Naked City: Good Golly Miss Brolly

Naked City: Good Golly Miss Brolly

Sydney and its surroundings are still recovering from a “once in ten year storm” which reaped both a tragic loss of life and massive damage to housing and infrastructure. Country areas such as the town of Dungog were hardest hit, but in the Sydney CBD and inner city suburbs the damage was relatively minor.

Whilst not to trivialize the severity of the event, the greatest number of visible casualties on the soggy streets of Sydney were umbrellas; literally thousands of them, bent, busted and invariably blown inside out. Cast aside on footpaths, gutters and garbage bins, they presented an almost poignant sight. A fleeting memory of that catastrophic moment when the forces of nature tore their usefulness apart.

Most were the five and ten dollar cheapies, designed to repel any average shower or downpour but not the cyclonic winds that tore through the city. However, the storm was of such intensity that not even some of your more heavyweight gamps were spared the wrath of the weather. Solidly constructed fifty and one hundred dollar umbrellas, with their reinforced wooden spokes, also ended up in the gutter as their owners were forced to abandon what may well have been a cherished family heirloom.

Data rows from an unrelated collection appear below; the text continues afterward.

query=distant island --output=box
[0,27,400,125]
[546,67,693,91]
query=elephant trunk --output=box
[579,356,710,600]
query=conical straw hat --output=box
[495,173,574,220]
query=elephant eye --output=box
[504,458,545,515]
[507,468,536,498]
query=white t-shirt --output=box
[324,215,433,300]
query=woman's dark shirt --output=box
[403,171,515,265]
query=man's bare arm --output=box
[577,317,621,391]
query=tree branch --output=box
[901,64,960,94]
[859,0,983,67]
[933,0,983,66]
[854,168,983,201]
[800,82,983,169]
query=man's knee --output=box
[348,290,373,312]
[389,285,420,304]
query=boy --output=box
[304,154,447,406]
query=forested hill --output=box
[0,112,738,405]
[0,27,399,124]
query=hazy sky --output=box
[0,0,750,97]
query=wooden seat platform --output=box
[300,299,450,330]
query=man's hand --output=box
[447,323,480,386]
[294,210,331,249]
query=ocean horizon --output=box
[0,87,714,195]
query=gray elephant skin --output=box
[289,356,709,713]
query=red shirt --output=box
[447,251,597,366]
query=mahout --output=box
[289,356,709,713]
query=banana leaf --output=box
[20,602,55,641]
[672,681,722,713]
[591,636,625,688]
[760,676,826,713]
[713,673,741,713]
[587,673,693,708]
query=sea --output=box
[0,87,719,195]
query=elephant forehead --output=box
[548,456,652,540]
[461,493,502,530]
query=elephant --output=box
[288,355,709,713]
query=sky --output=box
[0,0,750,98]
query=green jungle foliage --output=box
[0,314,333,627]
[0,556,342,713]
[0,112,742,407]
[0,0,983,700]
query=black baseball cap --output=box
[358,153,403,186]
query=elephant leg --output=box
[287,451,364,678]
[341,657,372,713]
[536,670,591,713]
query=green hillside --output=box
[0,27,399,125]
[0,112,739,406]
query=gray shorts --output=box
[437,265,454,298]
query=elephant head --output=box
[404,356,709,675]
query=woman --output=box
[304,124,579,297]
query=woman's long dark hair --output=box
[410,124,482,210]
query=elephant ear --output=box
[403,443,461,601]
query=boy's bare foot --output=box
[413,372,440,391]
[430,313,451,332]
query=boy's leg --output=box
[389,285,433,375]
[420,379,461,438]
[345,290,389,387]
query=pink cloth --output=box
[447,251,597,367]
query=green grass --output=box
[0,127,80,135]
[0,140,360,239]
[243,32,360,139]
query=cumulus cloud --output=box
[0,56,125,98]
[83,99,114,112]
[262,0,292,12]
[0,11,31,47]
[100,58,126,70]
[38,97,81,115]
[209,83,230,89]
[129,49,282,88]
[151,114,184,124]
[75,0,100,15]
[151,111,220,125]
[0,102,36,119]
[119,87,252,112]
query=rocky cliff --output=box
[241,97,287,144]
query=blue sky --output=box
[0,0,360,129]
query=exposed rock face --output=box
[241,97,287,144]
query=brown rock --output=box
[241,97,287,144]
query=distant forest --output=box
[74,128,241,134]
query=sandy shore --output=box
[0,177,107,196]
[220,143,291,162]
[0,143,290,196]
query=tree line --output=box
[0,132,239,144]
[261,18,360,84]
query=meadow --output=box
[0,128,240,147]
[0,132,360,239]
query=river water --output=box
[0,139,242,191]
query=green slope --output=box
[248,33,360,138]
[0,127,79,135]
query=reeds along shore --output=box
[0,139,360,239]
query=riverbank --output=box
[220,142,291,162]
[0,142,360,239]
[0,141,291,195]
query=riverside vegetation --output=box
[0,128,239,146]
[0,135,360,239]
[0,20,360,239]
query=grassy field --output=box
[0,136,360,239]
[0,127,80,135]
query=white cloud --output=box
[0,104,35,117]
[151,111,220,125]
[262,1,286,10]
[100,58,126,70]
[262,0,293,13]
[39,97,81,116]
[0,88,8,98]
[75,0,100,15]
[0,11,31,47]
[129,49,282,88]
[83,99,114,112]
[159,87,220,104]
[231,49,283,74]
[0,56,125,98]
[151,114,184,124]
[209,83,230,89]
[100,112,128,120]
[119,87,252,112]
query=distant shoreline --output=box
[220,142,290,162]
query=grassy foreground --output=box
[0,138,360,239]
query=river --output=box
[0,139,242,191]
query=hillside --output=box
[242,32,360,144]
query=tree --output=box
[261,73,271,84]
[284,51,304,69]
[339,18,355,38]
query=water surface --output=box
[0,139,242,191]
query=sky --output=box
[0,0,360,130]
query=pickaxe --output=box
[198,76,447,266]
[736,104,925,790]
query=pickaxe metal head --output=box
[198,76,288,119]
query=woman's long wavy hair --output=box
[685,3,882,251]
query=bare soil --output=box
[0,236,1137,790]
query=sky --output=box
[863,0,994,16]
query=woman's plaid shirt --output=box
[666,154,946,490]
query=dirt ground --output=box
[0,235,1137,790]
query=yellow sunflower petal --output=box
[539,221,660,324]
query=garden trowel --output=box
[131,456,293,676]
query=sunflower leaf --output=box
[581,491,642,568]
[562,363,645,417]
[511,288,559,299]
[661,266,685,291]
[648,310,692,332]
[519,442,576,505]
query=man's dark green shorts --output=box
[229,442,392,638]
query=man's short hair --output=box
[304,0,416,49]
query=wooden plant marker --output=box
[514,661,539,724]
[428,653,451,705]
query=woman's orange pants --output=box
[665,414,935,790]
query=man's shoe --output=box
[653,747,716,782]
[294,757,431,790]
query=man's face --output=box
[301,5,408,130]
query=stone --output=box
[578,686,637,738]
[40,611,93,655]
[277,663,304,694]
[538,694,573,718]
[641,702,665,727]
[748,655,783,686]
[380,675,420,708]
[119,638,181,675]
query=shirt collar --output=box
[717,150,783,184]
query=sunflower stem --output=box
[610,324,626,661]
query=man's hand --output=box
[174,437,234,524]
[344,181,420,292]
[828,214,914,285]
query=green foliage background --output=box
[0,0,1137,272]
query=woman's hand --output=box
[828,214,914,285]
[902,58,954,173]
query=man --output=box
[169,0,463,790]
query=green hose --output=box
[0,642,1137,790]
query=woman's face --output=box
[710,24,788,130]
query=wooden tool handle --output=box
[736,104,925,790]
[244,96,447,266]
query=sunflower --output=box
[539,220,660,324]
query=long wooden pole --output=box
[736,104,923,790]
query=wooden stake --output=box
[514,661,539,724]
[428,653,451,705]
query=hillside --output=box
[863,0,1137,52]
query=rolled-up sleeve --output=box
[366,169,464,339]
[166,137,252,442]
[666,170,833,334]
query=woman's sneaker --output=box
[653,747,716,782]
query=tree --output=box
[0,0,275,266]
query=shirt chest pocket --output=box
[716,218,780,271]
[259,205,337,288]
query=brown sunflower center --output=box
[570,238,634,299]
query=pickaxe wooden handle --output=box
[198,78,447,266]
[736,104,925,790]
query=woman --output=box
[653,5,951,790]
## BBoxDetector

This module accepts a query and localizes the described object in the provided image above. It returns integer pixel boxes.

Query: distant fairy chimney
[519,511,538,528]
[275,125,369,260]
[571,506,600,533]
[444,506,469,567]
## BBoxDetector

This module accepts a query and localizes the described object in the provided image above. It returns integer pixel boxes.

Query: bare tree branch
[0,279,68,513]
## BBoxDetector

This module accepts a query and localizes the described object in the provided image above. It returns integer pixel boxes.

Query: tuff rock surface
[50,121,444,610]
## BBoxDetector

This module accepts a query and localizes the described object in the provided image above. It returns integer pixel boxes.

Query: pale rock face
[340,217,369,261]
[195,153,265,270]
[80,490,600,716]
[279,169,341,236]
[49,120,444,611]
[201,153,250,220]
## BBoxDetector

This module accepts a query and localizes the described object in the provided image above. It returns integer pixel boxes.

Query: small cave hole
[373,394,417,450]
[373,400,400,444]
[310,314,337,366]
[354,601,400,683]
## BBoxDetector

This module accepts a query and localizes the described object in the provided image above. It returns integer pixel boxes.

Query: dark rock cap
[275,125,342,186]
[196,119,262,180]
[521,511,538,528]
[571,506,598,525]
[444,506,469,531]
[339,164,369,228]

We would love to know just what has happened to the thousands of inverted brollies that littered our streets after the tempest. Were they merely scooped up by the council garbos and consigned to landfill? Or were they awarded with a more creative afterlife? Perhaps they were seized upon by some creative artist or sculptor, assembled into a towering, almost agonised structure of recycled art – their twisted spokes and shredded nylon, a metaphor for all that is rotten with the world today.

 

During the actual storm, social media was supposedly abuzz with punters posting Instagram pics of garbage bins overflowing with dead umbrellas. There was an almost perverted sense of pleasure in recording the demise of this otherwise trusty ‘storm sticks’, coupled with what can only be branded as a form of umbrella envy. As your flimsy five dollar brolly threatens to launch itself into the stratosphere, you squirm with resentment as a super duper heavy duty model swaggers on by, it’s well-heeled owner hardly giving you a glance.

Perhaps a kind of ‘Uber for umbrellas’ could have prevailed during the rainstorm – now there’s an App just waiting to be invented. Your two dollar shop brolly has just disintegrated and you desperately need to get to the train station without being saturated. Bingo. With phone in hand, you have soon connected with the owner of a Teflon reinforced ‘indestructible’ who will chaperone you down to Wynyard (for the usual Uber sting).

For those who can’t afford Uber-Brolly, we might even see some rainy day largesse from the City Of Sydney Council. Surfers Paradise might be losing its meter maids, but Sydney’s ‘brolly boys’ would be a most welcome addition. Dispatched at the mere hint of precipitation, they would roam the streets of the CBD ready to shelter any hapless pedestrian who has left their storm stick at home or abandoned its fractured frame in the nearest garbage bin.